Et voilà que déjà se termine le deuxième volume d’Orgasmo. On en voudrait plus, mais, devant affronter ce manque soudain, on se rend compte que chaque image pourra encore être dégustée — et encore, qu’il s’y cache une multitude de détails à découvrir (des regards, des aisselles, des positions de corps, etc.). Sans parler du graphisme des affiches et de leurs textes, dont l’efficacité est passionnante à étudier.
«Orgasmo est le titre original d’un giallo réalisé en 1968 par Umberto Lenzi», explique Christophe Bier dans sa préface.

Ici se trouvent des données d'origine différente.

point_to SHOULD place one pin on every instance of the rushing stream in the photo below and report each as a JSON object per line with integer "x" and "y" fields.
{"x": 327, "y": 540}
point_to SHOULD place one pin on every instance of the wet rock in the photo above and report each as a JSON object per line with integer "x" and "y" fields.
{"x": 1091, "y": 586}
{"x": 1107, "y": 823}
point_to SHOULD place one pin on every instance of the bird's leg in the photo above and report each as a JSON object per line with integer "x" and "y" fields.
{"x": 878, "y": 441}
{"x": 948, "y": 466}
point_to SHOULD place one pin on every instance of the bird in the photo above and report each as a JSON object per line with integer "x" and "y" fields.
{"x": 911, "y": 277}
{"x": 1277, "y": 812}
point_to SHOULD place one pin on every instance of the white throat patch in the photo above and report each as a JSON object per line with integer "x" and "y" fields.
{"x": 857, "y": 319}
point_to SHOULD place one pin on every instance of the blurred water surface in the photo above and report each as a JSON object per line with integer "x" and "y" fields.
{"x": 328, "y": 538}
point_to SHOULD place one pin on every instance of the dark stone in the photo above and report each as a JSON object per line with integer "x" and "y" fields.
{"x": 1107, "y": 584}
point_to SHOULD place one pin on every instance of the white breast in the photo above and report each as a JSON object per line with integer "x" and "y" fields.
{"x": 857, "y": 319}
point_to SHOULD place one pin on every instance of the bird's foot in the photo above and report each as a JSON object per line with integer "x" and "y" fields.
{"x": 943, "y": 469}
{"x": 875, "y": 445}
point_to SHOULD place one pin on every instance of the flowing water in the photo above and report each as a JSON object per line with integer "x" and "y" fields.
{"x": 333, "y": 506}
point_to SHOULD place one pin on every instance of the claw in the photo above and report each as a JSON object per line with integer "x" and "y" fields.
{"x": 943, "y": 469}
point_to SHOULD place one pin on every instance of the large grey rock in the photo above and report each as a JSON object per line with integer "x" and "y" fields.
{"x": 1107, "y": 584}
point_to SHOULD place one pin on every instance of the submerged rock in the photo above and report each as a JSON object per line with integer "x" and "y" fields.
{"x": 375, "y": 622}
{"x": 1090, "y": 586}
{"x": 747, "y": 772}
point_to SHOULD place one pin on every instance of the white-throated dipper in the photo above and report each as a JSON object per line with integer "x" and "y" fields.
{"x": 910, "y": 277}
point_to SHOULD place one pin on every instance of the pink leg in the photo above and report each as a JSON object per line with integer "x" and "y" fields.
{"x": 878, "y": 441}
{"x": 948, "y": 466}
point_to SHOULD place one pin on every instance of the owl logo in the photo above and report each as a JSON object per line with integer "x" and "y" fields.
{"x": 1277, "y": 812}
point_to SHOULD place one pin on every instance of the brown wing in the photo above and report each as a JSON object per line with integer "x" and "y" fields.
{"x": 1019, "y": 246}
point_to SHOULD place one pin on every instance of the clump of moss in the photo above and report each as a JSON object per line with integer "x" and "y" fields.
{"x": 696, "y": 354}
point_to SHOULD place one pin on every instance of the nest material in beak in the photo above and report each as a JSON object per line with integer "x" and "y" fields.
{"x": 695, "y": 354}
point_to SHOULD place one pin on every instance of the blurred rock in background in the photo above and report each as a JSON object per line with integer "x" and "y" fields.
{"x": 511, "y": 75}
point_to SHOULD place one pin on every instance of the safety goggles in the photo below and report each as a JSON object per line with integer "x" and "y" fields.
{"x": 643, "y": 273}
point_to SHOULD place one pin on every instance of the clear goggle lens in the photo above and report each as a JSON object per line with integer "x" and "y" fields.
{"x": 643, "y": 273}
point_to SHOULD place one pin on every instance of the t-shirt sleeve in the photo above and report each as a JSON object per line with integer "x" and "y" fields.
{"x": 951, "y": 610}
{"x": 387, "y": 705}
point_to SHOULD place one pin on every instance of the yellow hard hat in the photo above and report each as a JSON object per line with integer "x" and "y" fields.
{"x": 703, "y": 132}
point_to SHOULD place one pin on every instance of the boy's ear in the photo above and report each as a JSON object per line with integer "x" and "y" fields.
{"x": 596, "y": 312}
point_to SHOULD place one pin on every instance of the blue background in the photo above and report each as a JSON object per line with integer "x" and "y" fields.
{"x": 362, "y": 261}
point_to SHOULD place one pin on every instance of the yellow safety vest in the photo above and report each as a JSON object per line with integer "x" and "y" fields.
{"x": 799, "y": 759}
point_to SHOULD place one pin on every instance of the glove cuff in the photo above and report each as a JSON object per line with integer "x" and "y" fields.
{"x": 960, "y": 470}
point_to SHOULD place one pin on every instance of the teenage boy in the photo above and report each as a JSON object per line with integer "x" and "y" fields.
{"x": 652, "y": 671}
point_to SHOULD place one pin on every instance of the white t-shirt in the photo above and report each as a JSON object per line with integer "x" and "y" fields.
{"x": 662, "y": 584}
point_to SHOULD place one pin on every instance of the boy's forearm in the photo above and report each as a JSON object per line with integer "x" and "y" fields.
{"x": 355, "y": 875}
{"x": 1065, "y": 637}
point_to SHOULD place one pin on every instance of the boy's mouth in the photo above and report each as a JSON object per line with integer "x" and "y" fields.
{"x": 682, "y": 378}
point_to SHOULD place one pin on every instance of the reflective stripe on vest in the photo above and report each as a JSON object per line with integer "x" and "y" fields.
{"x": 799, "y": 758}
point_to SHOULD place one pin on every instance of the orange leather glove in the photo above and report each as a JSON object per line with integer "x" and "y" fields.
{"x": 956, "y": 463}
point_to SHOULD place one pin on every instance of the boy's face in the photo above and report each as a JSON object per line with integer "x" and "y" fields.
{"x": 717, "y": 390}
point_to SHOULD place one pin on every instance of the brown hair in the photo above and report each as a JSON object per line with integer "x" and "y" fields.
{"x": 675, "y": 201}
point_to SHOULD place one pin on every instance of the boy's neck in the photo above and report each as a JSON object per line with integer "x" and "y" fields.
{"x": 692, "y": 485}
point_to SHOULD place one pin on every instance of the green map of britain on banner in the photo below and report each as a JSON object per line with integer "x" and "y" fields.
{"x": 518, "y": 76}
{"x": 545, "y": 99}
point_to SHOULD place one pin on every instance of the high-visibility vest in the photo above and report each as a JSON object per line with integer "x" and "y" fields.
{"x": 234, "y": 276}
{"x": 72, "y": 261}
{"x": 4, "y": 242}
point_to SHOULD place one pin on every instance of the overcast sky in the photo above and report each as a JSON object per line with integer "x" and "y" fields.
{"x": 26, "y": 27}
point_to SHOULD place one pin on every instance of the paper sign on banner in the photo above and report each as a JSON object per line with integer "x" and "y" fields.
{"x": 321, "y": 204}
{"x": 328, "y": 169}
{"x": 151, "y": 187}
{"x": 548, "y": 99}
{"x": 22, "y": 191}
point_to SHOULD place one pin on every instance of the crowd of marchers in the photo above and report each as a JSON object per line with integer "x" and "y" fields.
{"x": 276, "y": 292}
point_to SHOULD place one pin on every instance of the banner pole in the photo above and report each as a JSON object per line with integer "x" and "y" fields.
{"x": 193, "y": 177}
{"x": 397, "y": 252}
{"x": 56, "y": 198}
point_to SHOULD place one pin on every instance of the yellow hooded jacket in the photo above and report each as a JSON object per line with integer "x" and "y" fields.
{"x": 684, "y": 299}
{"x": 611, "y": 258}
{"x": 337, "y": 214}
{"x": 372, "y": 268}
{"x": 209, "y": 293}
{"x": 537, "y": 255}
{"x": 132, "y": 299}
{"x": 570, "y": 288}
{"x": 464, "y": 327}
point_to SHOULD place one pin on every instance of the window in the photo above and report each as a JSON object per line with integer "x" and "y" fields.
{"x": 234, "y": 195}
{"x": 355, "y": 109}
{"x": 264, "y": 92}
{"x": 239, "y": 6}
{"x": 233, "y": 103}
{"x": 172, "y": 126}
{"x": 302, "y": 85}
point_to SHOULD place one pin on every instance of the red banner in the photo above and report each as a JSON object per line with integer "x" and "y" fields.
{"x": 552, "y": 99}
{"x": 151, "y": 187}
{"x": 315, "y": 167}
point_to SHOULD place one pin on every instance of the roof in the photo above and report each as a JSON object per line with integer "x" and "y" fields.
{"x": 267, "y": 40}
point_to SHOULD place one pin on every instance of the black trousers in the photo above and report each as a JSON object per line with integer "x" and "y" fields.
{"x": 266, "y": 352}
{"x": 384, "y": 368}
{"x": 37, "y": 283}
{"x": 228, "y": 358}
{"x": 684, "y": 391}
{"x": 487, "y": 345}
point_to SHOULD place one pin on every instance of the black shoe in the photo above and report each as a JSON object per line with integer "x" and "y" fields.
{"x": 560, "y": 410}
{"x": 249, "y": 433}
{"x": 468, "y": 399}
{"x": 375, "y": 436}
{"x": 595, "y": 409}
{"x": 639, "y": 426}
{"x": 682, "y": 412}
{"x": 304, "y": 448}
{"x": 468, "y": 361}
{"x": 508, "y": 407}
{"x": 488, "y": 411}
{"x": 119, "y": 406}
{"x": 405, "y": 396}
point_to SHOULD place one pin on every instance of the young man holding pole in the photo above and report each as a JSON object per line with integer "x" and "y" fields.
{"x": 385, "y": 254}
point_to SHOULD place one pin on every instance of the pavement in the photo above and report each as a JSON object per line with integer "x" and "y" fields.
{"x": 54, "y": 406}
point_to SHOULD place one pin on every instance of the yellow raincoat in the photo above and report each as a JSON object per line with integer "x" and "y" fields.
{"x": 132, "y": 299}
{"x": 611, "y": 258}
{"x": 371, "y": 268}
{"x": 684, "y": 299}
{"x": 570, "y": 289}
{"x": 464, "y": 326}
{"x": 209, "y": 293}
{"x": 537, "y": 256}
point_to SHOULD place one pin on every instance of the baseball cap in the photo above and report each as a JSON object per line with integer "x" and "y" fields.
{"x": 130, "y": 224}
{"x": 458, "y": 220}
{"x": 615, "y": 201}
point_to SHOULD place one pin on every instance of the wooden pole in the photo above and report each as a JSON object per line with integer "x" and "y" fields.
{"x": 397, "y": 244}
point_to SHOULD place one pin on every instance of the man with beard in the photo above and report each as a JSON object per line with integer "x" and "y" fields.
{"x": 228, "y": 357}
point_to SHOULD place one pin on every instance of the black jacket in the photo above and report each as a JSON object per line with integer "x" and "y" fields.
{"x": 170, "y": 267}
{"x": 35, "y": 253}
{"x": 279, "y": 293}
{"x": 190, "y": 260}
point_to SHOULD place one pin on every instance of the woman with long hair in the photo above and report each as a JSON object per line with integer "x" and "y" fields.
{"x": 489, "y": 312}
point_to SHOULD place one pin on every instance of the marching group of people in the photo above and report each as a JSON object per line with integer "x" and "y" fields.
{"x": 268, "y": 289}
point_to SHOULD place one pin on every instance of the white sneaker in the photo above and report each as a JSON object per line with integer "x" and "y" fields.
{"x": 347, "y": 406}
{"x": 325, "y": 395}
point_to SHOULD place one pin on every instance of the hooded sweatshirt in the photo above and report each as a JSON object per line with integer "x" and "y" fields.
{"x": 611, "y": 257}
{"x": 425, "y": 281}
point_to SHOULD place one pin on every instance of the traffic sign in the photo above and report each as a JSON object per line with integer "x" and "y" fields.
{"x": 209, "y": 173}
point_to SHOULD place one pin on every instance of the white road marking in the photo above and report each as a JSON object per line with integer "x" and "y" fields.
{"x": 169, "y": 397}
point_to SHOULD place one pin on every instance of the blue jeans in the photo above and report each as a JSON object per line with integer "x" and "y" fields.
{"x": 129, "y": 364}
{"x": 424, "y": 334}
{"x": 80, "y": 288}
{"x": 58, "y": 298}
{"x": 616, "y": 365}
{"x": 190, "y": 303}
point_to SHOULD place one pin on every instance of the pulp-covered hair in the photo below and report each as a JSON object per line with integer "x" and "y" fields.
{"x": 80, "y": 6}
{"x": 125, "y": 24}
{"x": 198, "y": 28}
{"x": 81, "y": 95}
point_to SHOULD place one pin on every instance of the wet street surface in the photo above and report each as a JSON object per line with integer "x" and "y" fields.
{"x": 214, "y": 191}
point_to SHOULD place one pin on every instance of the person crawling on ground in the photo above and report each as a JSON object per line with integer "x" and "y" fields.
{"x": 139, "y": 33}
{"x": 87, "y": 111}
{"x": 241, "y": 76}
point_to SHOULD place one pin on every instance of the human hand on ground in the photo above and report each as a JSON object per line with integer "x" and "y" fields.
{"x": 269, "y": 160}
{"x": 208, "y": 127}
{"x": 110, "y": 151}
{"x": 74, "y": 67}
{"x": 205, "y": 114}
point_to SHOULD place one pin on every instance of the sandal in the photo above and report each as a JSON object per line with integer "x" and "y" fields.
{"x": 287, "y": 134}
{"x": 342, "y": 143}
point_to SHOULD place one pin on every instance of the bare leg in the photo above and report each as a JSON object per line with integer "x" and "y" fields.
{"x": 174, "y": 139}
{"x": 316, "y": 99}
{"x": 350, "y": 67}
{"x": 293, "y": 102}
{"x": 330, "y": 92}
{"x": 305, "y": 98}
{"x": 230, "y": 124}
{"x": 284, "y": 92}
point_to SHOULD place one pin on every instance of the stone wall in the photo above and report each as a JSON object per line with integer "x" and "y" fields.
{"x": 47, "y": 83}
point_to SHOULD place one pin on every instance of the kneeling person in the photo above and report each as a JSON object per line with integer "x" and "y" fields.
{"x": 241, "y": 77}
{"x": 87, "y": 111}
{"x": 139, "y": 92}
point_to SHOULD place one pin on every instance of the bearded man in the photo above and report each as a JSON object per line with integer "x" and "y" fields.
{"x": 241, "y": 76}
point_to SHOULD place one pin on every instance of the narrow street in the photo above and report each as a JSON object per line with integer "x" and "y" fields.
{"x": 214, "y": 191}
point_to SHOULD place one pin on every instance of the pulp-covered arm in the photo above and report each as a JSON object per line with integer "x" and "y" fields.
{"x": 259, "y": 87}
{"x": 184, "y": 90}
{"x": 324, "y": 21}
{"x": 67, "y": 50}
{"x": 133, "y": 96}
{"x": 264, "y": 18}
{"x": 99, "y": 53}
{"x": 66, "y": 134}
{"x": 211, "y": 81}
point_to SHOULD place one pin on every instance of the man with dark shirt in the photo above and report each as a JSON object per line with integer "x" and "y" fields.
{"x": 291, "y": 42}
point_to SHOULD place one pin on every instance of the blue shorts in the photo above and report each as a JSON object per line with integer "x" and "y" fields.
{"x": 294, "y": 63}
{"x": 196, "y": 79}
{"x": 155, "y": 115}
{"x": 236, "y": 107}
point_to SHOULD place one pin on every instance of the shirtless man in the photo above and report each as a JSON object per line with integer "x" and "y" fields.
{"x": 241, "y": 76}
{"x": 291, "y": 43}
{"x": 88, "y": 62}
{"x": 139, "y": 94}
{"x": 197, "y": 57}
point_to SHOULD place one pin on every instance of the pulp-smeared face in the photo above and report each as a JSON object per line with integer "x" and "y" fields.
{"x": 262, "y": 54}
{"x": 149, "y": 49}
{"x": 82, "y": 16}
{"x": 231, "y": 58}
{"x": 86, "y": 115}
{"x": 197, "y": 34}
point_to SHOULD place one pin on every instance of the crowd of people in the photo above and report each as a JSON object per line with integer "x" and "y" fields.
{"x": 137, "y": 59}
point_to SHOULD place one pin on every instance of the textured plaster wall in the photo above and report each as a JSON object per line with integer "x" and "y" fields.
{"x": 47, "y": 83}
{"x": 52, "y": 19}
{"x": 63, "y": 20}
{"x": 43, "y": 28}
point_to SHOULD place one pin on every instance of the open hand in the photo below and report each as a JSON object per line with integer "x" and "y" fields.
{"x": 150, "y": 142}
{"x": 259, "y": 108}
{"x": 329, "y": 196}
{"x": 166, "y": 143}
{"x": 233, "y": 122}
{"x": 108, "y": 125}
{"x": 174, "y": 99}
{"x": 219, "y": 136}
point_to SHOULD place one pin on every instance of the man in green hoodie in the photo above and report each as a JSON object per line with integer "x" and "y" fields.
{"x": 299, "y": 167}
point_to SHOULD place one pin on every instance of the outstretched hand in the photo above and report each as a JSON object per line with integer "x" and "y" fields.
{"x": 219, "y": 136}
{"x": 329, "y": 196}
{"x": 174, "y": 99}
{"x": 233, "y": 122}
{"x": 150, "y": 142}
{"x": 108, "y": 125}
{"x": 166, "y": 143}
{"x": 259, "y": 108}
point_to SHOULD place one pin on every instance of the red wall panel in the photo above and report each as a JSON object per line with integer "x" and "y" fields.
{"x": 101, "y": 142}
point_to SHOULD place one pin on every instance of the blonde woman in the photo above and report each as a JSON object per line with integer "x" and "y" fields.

Surtout, c’est un titre qui tient sa promesse.
Les deux volumes sont en deux langues (le minimum pour du sexe conviviale) et les Suisses romands peuvent les trouver à la librairie Humus de Lausanne, ou les commander sur le site de Serious Publishing pour ceux qui ne descendent jamais de leur montagne.
En 2011, Christophe Bier avait dirigé l’édition du Dictionnaire des films français pornographiques & érotique (Serious Publishing), un monument dont je lis régulièrement l’une ou l’autre des 1813 notules, comme d’autres dégustent des chocolats fourrés.
Jimmy Pantera, lui, est également l’auteur de Los Tigres del Ring, un superbe livre, richement illustré, sur la Lucha Libre, le catch mexicain (Editions Ankama, 2009).